As payroll tax provisions come under increased scrutiny by Revenue Offices, another case has provided clarity on how they should be interpreted.
In Nationwide Towing & Transport Pty Ltd v Commissioner of State Revenue (No 2)  VSC 609, the Victorian Supreme Court has dealt the Victorian State Revenue Office a blow by setting aside payroll tax assessments issued in relation to a taxpayer engaged by RACV Roadside Services Pty Ltd (RACV) to provide emergency roadside services.
The taxpayer in-turn engaged and paid subcontractors to provide those services to the RACV. Payroll tax applies not only to the payment of wages to employees but also to payments to contractors under a “relevant contract” unless an exemption applies. One exemption applies when services provided by the contractors are services performed by persons who ordinarily performed services of that kind to the public generally in that financial year (section 32(2)(b)(iv) of the Payroll Tax Act 2007 (Vic)).

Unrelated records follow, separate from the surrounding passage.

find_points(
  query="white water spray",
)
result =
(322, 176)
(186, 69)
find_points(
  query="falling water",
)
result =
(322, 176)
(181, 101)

The taxpayer argued that its subcontractors did provide the services to the public – they not only provided the services they were engaged to perform by the taxpayer (eg towing vehicles) but would often provide additional services such as mechanical repair services and the supply of car parts not covered by the RACV contract. The Commissioner’s view was that the contractor was not conducting a “genuinely independent business” because any services to the public was only in the course of providing services to the taxpayer.
Justice Croft decided in favour of the taxpayers. His Honour identified that the correct question at law was whether the subcontractors had indeed provided services of that kind to the public generally. The further criterion read in from Revenue Ruling PTA.021 about whether the contractors ran a genuinely independent business was not the relevant question to ask in relation to the application of this provision of the Payroll Tax Act.
This also serves as a timely reminder for taxpayers and their advisors to not rely solely on a public ruling, but instead carefully consider the actual provisions and case law when considering a challenge to an overly “aggressive” interpretation of the law by the revenue authorities.